Sociedade do espetáculo

Sociedade do espetáculo 

Editorial

A partir de 2015, quando houve o “boom” das redes sociais, a sociedade se transformou na “sociedade do espetáculo”. Como disse muito bem Umberto Eco, "as redes sociais deram voz a um bando de imbecis que, anteriormente, falavam só no bar, depois de uma taça de vinho, sem causar dano à coletividade. Diziam imediatamente a eles para calar a boca, enquanto agora eles têm o mesmo direito à fala que um ganhador do Prêmio Nobel”. Sim, essa é a mais pura e cruel realidade do atual momento, e parece estar muito longe de acabar. Vivemos na sociedade do espetáculo que não respeita, não tem responsabilidade, não mede consequências e faz de tudo, mas absolutamente tudo para aparecer, deixando de lado todo e qualquer dano coletivo que o seu ato pode causar. 
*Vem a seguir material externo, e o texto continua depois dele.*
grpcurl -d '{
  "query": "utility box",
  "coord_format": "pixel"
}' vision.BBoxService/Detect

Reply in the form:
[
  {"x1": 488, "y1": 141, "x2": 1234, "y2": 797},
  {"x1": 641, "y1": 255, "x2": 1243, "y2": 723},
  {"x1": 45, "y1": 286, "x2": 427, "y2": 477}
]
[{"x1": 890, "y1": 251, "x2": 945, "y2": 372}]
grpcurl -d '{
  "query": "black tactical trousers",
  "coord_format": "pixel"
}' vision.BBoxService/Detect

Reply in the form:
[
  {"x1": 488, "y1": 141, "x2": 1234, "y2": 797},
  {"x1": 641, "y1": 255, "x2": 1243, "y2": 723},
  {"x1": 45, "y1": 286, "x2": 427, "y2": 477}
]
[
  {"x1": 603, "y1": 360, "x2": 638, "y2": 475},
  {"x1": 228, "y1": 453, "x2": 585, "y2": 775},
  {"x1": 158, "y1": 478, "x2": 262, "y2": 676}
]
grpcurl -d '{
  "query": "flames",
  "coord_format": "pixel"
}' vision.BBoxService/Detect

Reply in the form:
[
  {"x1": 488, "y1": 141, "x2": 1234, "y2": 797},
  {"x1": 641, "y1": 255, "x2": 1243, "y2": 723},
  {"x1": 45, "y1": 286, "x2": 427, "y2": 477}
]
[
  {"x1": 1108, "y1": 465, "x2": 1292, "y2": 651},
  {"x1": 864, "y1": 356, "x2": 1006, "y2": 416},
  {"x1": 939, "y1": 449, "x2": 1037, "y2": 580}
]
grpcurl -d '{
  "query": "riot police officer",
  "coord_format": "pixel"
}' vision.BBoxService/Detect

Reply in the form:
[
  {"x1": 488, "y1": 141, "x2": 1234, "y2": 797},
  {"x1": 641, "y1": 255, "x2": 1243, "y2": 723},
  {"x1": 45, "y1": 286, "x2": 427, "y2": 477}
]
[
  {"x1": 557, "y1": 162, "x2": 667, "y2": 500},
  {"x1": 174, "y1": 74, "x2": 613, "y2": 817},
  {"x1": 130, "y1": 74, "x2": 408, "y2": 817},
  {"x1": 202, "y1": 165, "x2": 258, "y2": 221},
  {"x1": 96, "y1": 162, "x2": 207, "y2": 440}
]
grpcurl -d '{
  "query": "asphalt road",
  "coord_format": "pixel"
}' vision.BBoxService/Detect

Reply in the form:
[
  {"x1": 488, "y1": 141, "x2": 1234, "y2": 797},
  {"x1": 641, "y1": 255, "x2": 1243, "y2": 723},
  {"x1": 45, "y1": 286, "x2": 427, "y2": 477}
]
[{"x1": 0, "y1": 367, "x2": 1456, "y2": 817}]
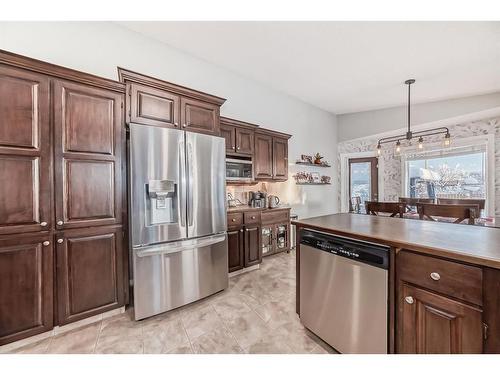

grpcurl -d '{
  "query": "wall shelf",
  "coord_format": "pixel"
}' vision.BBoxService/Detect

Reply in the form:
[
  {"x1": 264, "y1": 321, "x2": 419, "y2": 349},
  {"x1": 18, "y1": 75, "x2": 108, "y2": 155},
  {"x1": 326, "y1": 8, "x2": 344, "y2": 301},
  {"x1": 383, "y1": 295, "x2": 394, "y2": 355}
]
[{"x1": 295, "y1": 161, "x2": 332, "y2": 168}]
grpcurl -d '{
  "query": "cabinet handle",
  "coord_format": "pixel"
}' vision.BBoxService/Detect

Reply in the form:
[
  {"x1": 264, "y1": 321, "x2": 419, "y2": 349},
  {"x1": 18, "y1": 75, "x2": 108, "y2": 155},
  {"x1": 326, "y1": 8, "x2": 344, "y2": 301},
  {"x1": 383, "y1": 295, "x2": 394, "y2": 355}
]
[
  {"x1": 405, "y1": 296, "x2": 413, "y2": 305},
  {"x1": 431, "y1": 272, "x2": 441, "y2": 281}
]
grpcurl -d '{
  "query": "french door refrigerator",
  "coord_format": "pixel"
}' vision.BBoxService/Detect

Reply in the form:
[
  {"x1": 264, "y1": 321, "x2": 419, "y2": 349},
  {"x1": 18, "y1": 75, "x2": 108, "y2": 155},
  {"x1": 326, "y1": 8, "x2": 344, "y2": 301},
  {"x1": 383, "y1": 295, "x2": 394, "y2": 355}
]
[{"x1": 129, "y1": 124, "x2": 228, "y2": 320}]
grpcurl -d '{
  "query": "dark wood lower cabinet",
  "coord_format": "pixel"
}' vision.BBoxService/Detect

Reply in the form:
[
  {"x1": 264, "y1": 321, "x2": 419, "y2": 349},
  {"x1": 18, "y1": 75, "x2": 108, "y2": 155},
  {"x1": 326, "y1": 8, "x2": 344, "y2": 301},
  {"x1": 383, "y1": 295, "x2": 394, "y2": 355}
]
[
  {"x1": 398, "y1": 283, "x2": 483, "y2": 354},
  {"x1": 56, "y1": 226, "x2": 125, "y2": 325},
  {"x1": 0, "y1": 234, "x2": 54, "y2": 345},
  {"x1": 244, "y1": 227, "x2": 262, "y2": 267},
  {"x1": 227, "y1": 228, "x2": 245, "y2": 272}
]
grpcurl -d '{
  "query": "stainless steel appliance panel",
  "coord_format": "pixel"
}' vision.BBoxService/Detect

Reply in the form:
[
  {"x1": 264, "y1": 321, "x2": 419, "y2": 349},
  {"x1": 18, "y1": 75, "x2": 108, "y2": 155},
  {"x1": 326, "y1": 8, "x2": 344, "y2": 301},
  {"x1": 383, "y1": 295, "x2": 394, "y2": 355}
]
[
  {"x1": 129, "y1": 124, "x2": 187, "y2": 246},
  {"x1": 133, "y1": 234, "x2": 228, "y2": 320},
  {"x1": 300, "y1": 231, "x2": 388, "y2": 354},
  {"x1": 186, "y1": 132, "x2": 227, "y2": 238}
]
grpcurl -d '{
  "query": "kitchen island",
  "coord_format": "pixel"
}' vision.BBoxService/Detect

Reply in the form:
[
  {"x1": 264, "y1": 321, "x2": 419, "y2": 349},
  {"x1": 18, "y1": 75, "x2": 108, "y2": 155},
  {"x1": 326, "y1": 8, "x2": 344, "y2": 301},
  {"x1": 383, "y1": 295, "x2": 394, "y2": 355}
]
[{"x1": 292, "y1": 214, "x2": 500, "y2": 353}]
Divinópolis experimenta um pouco disso diariamente. Em busca dos seus 15 minutos de fama, os políticos locais agem como se não houvesse amanhã, usam as redes sociais para espalhar mentiras, provocar medo e prestar um verdadeiro desserviço à sociedade. Sem qualquer esboço de culpa ou arrependimento, eles apenas seguem com seus vídeos, sem pensar duas vezes na responsabilidade que lhes cabe. Pensam em apenas um objetivo: conseguir e permanecer no poder; ou voltar ou entrar, para quem está de fora. O silêncio, o bom senso, a noção já não pertencem mais à sociedade do espetáculo. A todo tempo, toda hora, todos têm uma opinião sobre tudo e se escondem naquela conhecida frase: “mas essa é a minha opinião”; esquecendo-se que fatos – muitas vezes científicos – se sobrepõem a qualquer opinião. 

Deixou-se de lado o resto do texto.